Poffertjes, or roompoffertjies as they’re known in Afrikaans, are Dutch mini pancakes with a part risen flying saucer shape. Roompoffertjies are a true nostalgic treat traditionally made from buckwheat flour with added yeast to ensure they puff up during baking.
The Dutch have enjoyed these beauties since at least the 1700s and must have adapted them into the Afrikaner culture. Poffertjes were traditionally made with special pans with circular depressions for each mini pancake and flipped with a special two-pronged fork.
Poffertjes have a rich history, and legend has that they may even have a divine origin. Also called broedertjes or little brothers, they’re thought to have originated in a Dutch Abbey, created for use as part of the communion host. The story goes that the heavenly taste transported church goers and enterprising locals soon set up stalls to sell the new delicacy.
They were served at birthday parties, weddings, and other festive occasions. They’re still popular Dutch street food, sold from stalls on city streets and at outdoor festivals. Poffertjes makers were present in fairs even in the 18th century with large carts where they attached large steel frames with lots of indentations to create poffertjes pans.
Today, you can find a poffertjes pan online, but you don’t have to. In our easy roompoffertjies cream puff recipe, you can drop the dough on an oven cookie sheet using a spoon or squeeze it from a bottle, ziplock, or piping bag!
Roompoffertjies cream puff recipe
Mmmmm, Cream Puffs! If you’ve always wanted to make cream puffs but were too scared to try, don’t be! Our roompoffertjies cream puff recipe will show you how to make roompoffertjies with cream puff fillings easily. You’ll get cream puffs as good if not better than store-bought ones, and you know the exact ingredients, meaning no additives or chemicals.
What you need
- 1 cup water
- ½ cup butter
- 1 cup flour
- ½ teaspoon salt
- 1 teaspoon sugar
- 4 large eggs
- Whipped cream
What to do
- Arrange the ingredients and preheat the oven to 375 degrees.
- Bring the water to boil in a saucepan.
- Add the butter, salt, and sugar and stir until they’re melted and combined.
- Turn off the heat and add flour to the pot, stirring with a wooden spoon.
- Turn the heat to a medium-high and stir vigorously until the mixture becomes a ball. The process will dry out the dough and cook the flour.
- Remove from heat and transfer it to an electric mixer, beating the dough for about a minute to cool it down.
- Once it’s cool, add one egg, beat and let it stand for five minutes. Add the eggs one at a time, beating after each addition.
- The dough will come back together with each addition after the ingredients come to the same temperature.

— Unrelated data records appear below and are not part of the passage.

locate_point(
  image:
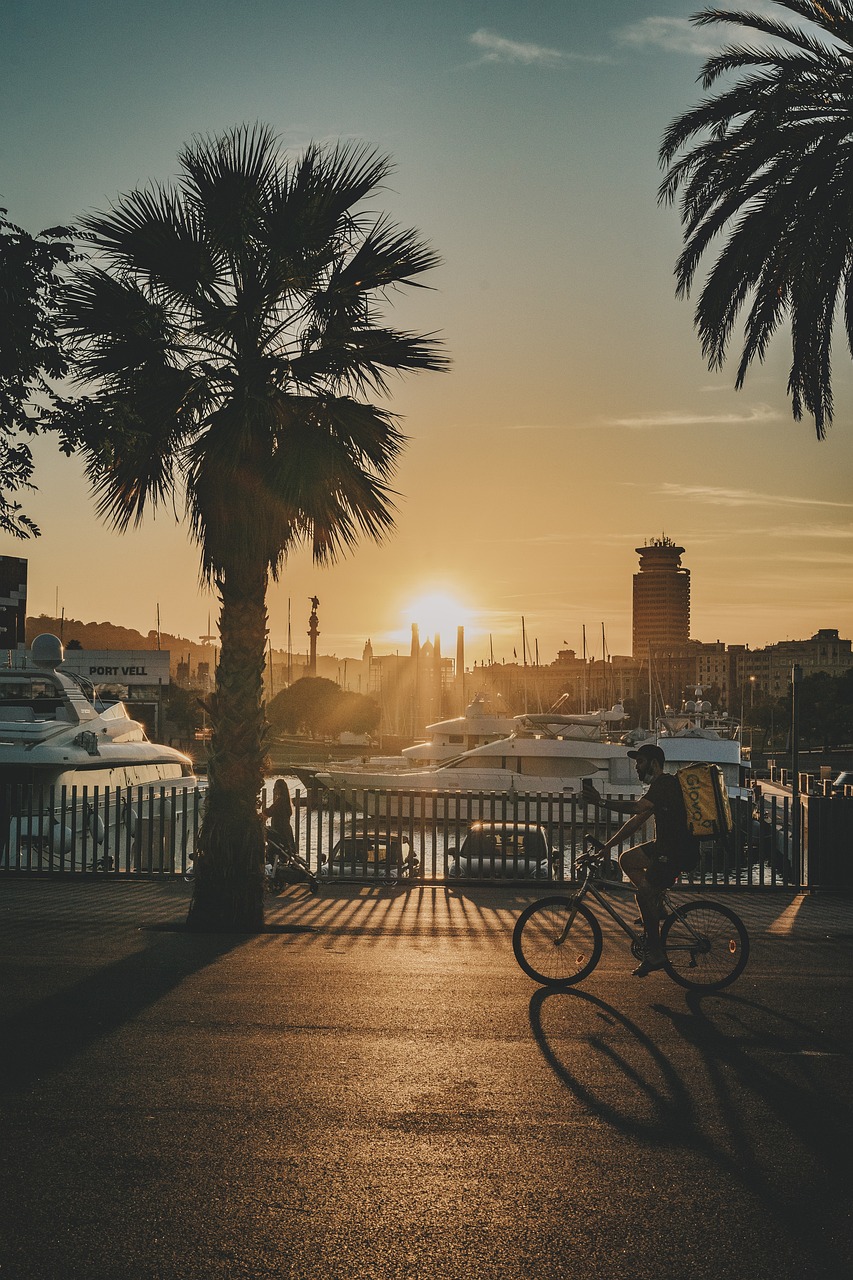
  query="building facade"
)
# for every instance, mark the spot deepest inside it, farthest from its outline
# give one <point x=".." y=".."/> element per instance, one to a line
<point x="661" y="617"/>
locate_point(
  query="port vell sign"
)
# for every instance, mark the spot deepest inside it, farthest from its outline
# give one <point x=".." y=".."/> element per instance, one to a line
<point x="118" y="667"/>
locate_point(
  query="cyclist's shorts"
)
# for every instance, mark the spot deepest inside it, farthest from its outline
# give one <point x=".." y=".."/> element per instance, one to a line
<point x="662" y="869"/>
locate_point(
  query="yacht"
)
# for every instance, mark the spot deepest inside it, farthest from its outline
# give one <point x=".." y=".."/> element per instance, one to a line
<point x="446" y="741"/>
<point x="551" y="753"/>
<point x="77" y="777"/>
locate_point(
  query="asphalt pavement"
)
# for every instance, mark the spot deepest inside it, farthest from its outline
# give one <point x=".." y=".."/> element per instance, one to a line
<point x="373" y="1088"/>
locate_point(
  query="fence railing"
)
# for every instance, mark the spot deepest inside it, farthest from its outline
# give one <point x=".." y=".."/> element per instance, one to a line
<point x="136" y="831"/>
<point x="393" y="835"/>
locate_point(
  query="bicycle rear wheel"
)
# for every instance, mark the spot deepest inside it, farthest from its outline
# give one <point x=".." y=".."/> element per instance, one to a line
<point x="706" y="946"/>
<point x="551" y="954"/>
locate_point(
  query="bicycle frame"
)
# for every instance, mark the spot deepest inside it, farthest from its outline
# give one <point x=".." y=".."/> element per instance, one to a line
<point x="589" y="886"/>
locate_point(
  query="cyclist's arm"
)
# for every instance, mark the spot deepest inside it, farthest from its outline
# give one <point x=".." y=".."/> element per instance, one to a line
<point x="643" y="810"/>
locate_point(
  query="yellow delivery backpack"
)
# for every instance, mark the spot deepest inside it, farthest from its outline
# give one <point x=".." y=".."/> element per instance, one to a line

- Let it stand for ten minutes after adding the last egg, and check the batter. The dough should be smooth and glossy but somehow elastic. Add another egg if it’s too dry and check again.
- You can drop the dough onto the cookie sheet in various ways. You can use a tablespoon, prepare a piping bag or use a ziplock or resealable bag to pipe the dough.
- Prepare baking sheets by piping small dots of dough on the corners, lining the parchment paper, and pressing it onto the dough to adhere and prevent it from flying up in the oven.
- Pipe 1 ½ inch mounds or your desired size by gently squeezing your piping or ziplock bag. Quickly twist and flick the bag when you reach the desired size or press them gently to get more of a flat top than a peak.
- Bake for 20 to 35 minutes and start checking around 20 minutes in. Roompoffertjies should take around 30 minutes to get cooked through and well browned. The roompoffertjies get puffed as the water in the dough evaporates when baking
- Once the roompoffertjies have completely cooled, poke small holes on each.
- Use the whipped cream as cream puff filling and pipe it into each puff until it feels heavy. You can freeze the filled puffs to enjoy delicious frozen roompoffertjies cream puffs.
You can also wow your guests with a show-stopping croquembouche dessert for your next special occasion. Croquembouche refers to ‘crunch in the mouth’ in French, and it involves a cone-shaped tower of cream puffs bound together by caramel. You’ll need to prepare the caramel before making the roompoffertjies croquembouche.
What you need
- 2 cups of sugar
- 2 tablespoons of dark corn syrup
- 2/3 cup water (160 ml)
- 2/3 cup heavy cream (160 ml)
What to do
- Mix the water, syrup, and sugar in a pan and place it over medium heat.
- Bring to boil, put the lid on and cook for five minutes.
- Cook for 7 to 10 minutes without the lead until the caramel is a deep amber or light golden brown.
- Avoid stirring the mixture while cooking as it can cause the sugar to crystalise.
- Remove from heat, add the heavy cream and stir vigorously.
- Carefully dip each roompoffertjies cream puff into the caramel and arrange them on a serving platter in a circular pattern.
- Continue stacking the caramel-dipped roompoffertjies cream puffs in a tower shape and once you’re done, drizzle the caramel sauce around the tower and enjoy your croquembouche!